Le e-learning, même s’il a le vent en poupe comme on dit, n’est pas selon moi la solution la plus adaptable à tous. Il demande une volonté, une auto-motivation et du temps régulier à consacrer. Difficile par ailleurs de personnaliser la formation et de s’adapter à ses besoins réels dans la mesure où les échanges avec les formateurs et les autres apprenants ne sont pas permis.
Le e-learning me fait penser à un programme sportif que l’on trouverait sur internet. On est motivé les premiers jours et puis, souvent, la solitude derrière l’écran et l’absence immédiat de retour ont tendance à nous faire délaisser ce concept.
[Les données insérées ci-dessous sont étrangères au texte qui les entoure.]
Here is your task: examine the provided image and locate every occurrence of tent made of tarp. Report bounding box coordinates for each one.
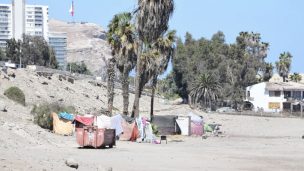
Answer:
[152,115,179,135]
[119,119,139,141]
[176,116,191,136]
[52,113,74,135]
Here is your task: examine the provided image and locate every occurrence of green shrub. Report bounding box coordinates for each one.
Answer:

Le blended-learning dit parcours mixte est comme son nom l’indique un mélange entre le e-learning et le présentiel. Il se compose de modules à réaliser seul et de sessions en classe virtuelle ou en présentiel. C’est à mon sens une solution presque idéale sur des parcours longs comme ceux visant la capacité professionnelle niveau I ou II d’une durée minimale de 150h car ils permettent d’organiser son temps et son rythme d’apprentissage en fonction de ses contraintes mais sur des parcours de 15 heures, j’avoue avoir du mal à organiser une articulation pertinente.
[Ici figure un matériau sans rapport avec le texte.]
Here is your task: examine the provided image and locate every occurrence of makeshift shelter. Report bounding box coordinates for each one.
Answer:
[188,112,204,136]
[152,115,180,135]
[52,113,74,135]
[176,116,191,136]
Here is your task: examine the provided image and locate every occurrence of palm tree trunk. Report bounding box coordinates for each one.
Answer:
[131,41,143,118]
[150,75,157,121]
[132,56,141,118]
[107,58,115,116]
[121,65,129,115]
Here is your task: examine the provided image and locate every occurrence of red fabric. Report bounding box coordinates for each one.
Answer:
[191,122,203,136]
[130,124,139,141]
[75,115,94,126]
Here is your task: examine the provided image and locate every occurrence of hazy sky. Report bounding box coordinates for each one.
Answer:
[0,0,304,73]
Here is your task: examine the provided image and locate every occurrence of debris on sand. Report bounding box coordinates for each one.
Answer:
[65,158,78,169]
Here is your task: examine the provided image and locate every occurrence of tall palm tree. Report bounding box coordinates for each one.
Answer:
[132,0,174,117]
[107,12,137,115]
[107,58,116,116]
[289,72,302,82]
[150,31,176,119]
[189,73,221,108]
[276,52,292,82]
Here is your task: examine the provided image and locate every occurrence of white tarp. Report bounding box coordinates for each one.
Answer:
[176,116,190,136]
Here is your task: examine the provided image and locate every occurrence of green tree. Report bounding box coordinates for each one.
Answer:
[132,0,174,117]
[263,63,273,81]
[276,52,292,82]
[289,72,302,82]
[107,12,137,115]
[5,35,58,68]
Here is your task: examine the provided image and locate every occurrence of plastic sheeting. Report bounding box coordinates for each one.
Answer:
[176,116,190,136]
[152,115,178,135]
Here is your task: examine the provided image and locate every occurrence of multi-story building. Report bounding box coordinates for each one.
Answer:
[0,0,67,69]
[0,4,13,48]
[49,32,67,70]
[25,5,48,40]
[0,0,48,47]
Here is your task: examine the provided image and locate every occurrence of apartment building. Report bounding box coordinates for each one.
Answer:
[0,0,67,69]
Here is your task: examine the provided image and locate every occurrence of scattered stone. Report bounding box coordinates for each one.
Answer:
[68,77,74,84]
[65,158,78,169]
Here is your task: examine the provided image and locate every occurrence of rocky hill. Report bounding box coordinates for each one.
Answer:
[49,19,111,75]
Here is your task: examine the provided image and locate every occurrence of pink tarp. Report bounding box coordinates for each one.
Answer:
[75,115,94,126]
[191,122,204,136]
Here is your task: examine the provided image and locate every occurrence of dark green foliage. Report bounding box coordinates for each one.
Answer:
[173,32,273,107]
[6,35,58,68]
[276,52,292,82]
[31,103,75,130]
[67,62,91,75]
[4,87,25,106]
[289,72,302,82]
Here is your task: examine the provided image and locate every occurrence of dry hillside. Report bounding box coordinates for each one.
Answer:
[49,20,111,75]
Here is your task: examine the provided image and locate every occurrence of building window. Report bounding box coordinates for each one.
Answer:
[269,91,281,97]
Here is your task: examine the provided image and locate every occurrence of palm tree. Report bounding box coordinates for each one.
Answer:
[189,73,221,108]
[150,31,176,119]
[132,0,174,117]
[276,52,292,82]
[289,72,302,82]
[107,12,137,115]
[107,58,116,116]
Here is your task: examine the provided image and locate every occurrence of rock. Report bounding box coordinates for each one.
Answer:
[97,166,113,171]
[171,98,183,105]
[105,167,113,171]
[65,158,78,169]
Pour moi donc, et même si ma toute première idée concernant PERITUS était en contradiction avec ce que je pense aujourd’hui (je voulais en effet proposer avant tout du e-learning), le présentiel est la solution la plus pertinente.
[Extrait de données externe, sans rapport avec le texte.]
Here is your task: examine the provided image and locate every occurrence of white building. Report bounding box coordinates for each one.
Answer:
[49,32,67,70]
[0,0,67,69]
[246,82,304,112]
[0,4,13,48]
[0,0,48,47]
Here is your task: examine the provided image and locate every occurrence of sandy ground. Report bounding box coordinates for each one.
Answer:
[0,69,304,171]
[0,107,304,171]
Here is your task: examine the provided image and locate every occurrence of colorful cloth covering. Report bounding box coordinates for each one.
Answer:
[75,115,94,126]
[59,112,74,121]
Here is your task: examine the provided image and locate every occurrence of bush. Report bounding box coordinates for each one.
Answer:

D’une, car le courtier de proximité est parfois un peu isolé, notamment dans certains secteurs géographiques, d’où le fait que nous ayons choisi de nous déplacer dans des villes moyennes ou difficiles d’accès (il faut un avion pour La Réunion ou une barque vraiment très solide).
De deux, car la formation doit être un cadre qui s’enrichit au fil des échanges et des questions avec le formateur mais aussi entre les apprenants.
De trois, car cela consacre un temps défini en amont, à une formation.
Pour finir, je dirai quand même que le choix d’une formation pertinente doit se faire au regard de ses besoins et que chaque Homme ayant des besoins et envies différents, une seule vérité n’existe pas vraiment. C’est là où l’humilité, l’empathie et la remise en question doit prendre tout son sens pour l’organisme de formation.
Merci Floriane pour ton éclairage. Nous aurons très vite le plaisir de te lire à nouveau sur Made in Courtage, à bientôt !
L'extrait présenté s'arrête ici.